# FS: 43 Gallon tank + stand



## injektion (Apr 21, 2010)

I'm upgrading so I'm selling off all my tanks.

So this package includes:
- 43 gallon (36" x 18.5" x 15")
- stand (42" x 20" x 37.5")
- sump (30" x 15.5" x 12.5") - no baffles just another empty tank basically
- some PVC pipes for the sump (it's not complete because I had problems removing the bulkheads so I had to cut off some PVC pipes and the bulkheads as well)

It is drilled in the rear left corner one for the return and one going down.

It is a little big for most people to transport so I'm willing to deliver with my truck but it will cost you extra depending on where you want me to deliver it to.

Looking for $100 obo.

Here's a pic of it.


----------



## injektion (Apr 21, 2010)

bump new lowered price


----------



## injektion (Apr 21, 2010)

bump......


----------



## injektion (Apr 21, 2010)

price lowered again...$100 obo


----------



## injektion (Apr 21, 2010)

bump......


----------



## injektion (Apr 21, 2010)

new lower price $100


----------



## Timbits (Nov 15, 2010)

would you be able to include the return pump as well?


----------



## injektion (Apr 21, 2010)

$140 buys it with the pump. it's a Quiet One 2200 which retails around $62 (according to J&L website). I've only used it for 3 or 4 months so it's still pretty new.


----------



## Timbits (Nov 15, 2010)

hmmm how's the condition of the tanks and stand? did u run a skimmer with it?


----------



## injektion (Apr 21, 2010)

The tank is in good condition, no leaks or anything, but it could use some cleaning as i haven't had the time to do it myself. the stand was made by myself when i got the tank a few months ago so it's still in very good condition. 

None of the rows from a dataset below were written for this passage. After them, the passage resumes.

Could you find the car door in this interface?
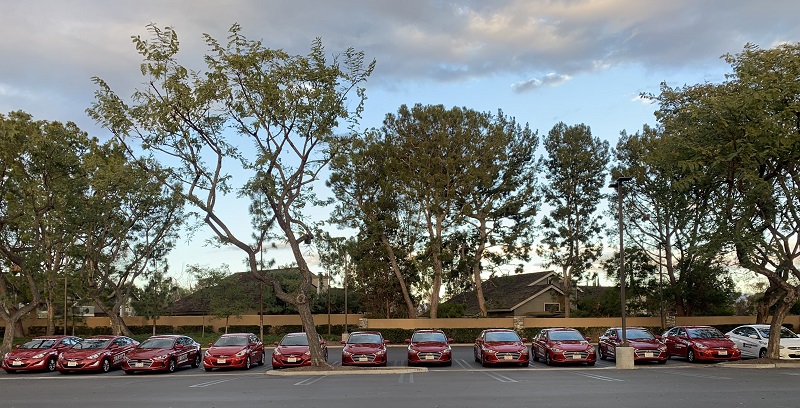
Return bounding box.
[175,337,192,367]
[735,327,760,358]
[663,327,681,356]
[531,330,546,359]
[109,338,129,367]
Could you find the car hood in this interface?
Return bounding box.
[208,346,247,355]
[127,348,173,359]
[692,338,735,348]
[344,344,384,354]
[410,342,449,352]
[484,342,526,351]
[549,341,591,351]
[779,337,800,347]
[7,349,56,358]
[274,345,309,355]
[627,339,663,349]
[61,348,108,358]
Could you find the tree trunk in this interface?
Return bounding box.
[296,289,331,367]
[46,296,56,336]
[473,220,488,317]
[152,318,157,335]
[767,292,799,359]
[381,236,416,318]
[563,265,572,318]
[756,284,782,324]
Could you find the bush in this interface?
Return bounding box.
[177,325,214,334]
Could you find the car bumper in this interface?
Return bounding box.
[482,353,530,365]
[694,349,740,361]
[272,355,312,368]
[633,349,668,362]
[203,356,250,369]
[408,352,452,365]
[56,359,105,372]
[549,352,596,364]
[3,358,49,371]
[123,360,172,372]
[342,354,387,366]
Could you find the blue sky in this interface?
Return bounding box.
[2,1,797,287]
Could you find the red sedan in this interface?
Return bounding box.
[122,335,201,374]
[2,335,81,373]
[406,329,453,366]
[203,333,265,371]
[272,332,328,369]
[598,327,667,364]
[473,329,529,367]
[662,325,741,362]
[531,328,596,366]
[57,335,139,373]
[341,331,389,367]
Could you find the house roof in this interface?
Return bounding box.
[443,271,562,316]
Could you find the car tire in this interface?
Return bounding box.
[167,359,176,373]
[687,349,696,363]
[545,351,553,366]
[46,357,57,372]
[101,359,111,373]
[598,346,606,360]
[191,353,201,368]
[481,353,488,367]
[244,356,251,370]
[532,349,539,362]
[474,350,480,363]
[759,348,767,359]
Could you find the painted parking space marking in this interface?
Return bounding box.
[573,372,625,382]
[294,376,326,386]
[662,370,731,380]
[399,373,414,384]
[190,378,236,388]
[455,359,471,369]
[482,372,518,383]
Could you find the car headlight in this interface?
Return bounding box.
[484,349,496,354]
[659,345,667,351]
[88,353,100,360]
[442,347,451,354]
[303,350,311,356]
[585,346,594,353]
[204,350,210,357]
[779,345,785,349]
[273,349,282,356]
[235,349,248,357]
[551,347,563,353]
[693,343,708,349]
[409,348,418,354]
[342,350,352,356]
[3,353,9,359]
[376,349,386,355]
[33,352,46,359]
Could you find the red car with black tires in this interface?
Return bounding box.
[2,335,81,373]
[122,334,201,374]
[203,333,265,371]
[57,335,138,373]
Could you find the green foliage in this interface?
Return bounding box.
[437,303,466,318]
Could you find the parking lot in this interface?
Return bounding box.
[2,346,798,408]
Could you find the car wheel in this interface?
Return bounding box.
[545,351,553,366]
[167,359,176,373]
[324,350,329,362]
[191,353,201,368]
[259,352,265,366]
[481,353,488,367]
[759,348,767,359]
[474,350,480,363]
[244,356,251,370]
[598,346,606,360]
[101,359,111,373]
[532,349,539,362]
[687,349,696,363]
[46,357,57,372]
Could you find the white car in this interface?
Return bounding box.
[725,324,800,359]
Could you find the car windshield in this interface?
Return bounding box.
[756,327,799,339]
[73,339,110,350]
[20,339,58,349]
[549,331,585,341]
[138,338,175,349]
[214,336,248,347]
[625,329,655,340]
[280,335,309,346]
[348,334,382,344]
[485,331,520,342]
[687,328,725,339]
[412,332,446,343]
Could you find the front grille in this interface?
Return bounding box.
[128,359,153,368]
[351,354,376,362]
[496,352,521,360]
[635,349,661,358]
[418,352,443,360]
[563,351,588,360]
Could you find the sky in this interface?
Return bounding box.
[2,0,798,288]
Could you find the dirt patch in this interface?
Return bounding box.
[722,358,800,365]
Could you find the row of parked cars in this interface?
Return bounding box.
[4,324,799,374]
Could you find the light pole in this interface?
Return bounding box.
[609,176,634,369]
[658,242,665,330]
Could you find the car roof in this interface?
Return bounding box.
[221,333,255,337]
[32,335,76,339]
[412,329,444,334]
[85,335,119,339]
[484,328,515,332]
[607,327,648,330]
[147,334,182,339]
[545,327,579,332]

it didn't have a skimmer running. it isn't a complete system.


----------



## injektion (Apr 21, 2010)

bump......


----------



## injektion (Apr 21, 2010)

bump......


----------



## injektion (Apr 21, 2010)

bump. really need it out of my garage...


----------



## injektion (Apr 21, 2010)

bump......


----------



## euroamg (Dec 14, 2010)

pm sent..........


----------



## injektion (Apr 21, 2010)

still available


----------